From controlled environments to field simulations: Developing a growth model for the novel perennial pasture legume Cullen australasicum

To allow development of a dynamic plant growth model for the simulation of dry matter (DM) production in the field based on meteorological data, in the absence of detailed information on phenology and growth, a model was developed solely using data from plants grown in large pots under glasshouse conditions. The little studied Australian native perennial legume Cullen australasicum, which has potential as a pasture species, was used. Phenological development (e.g. rooting depth, leaf appearance, leaf growth and shedding) and physiological characteristics (e.g. photosynthetic capacity) were measured in the glasshouse for model development and parameterisation. Whenever possible and appropriate, established models were used to explain individual processes (e.g. canopy photosynthesis and evapotranspiration); if unavailable, models were developed. A diverse independent data set was used to validate the model, including published and unpublished results from the Western Australian wheatbelt under non-irrigated conditions and different plant densities (1, 2, 4, 8 and 16 plants m−2), and from other locations as well.
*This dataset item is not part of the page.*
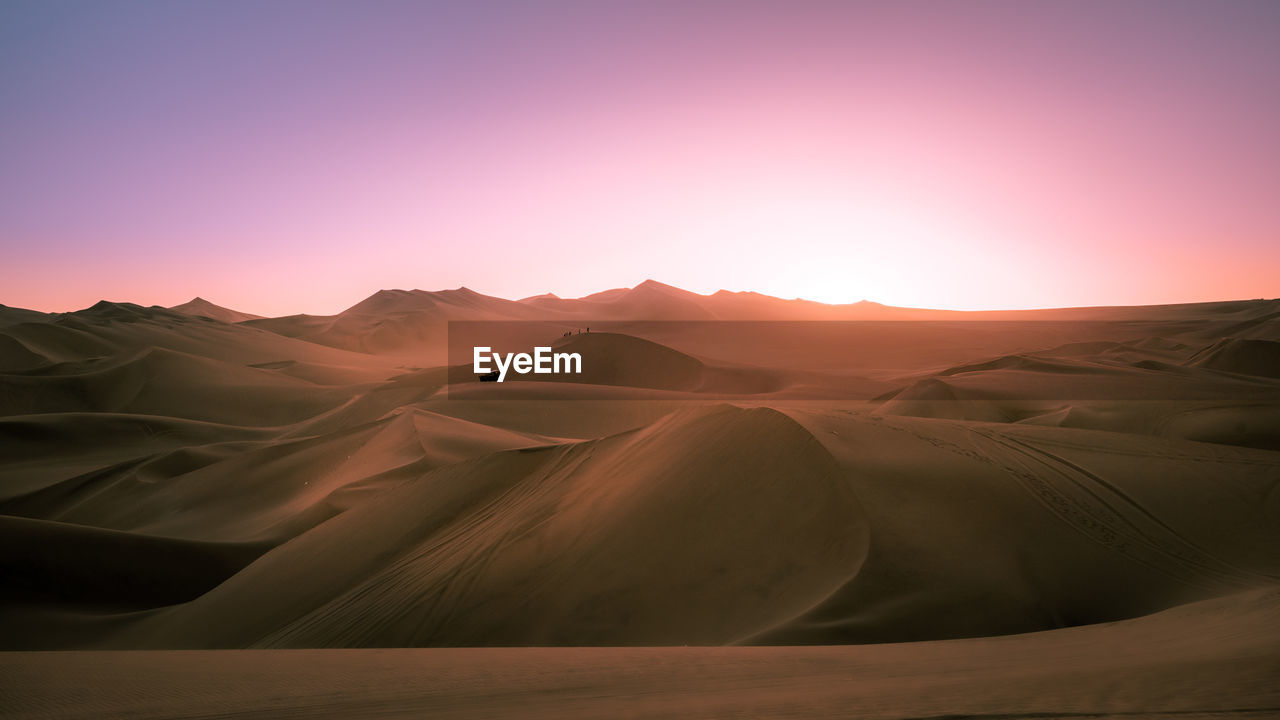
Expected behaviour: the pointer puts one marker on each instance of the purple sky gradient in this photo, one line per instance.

Main stem node appearance was simulated fairly well, with a root mean square of deviations (RMSD) of 1.86 nodes day−1 (r = 0.996, n = 11). The model predicts the DM production well for non-irrigated conditions in the Western Australian wheatbelt under densities of 1, 2, 4 and 8 plants m−2, and at Wagga Wagga and Barmedman, New South Wales, but not for a density of 16 plants m−2 in the Western Australian wheatbelt and not under irrigated, fertilised conditions. Overall, the model explained over 78% of the observed variation in DM with a RMSD of 54 g m−2 (r = 0.89, n = 31). The high prediction accuracy suggests that this generic approach to model development offers promise for the simulation of the growth of C. australasicum for the tested locations, particularly under non-fertilised and non-irrigated conditions. This approach should prove valuable for quick evaluation of the diverse array of novel crop and pasture species now under evaluation for low-rainfall areas, as it requires only limited information and minimal parameterisation.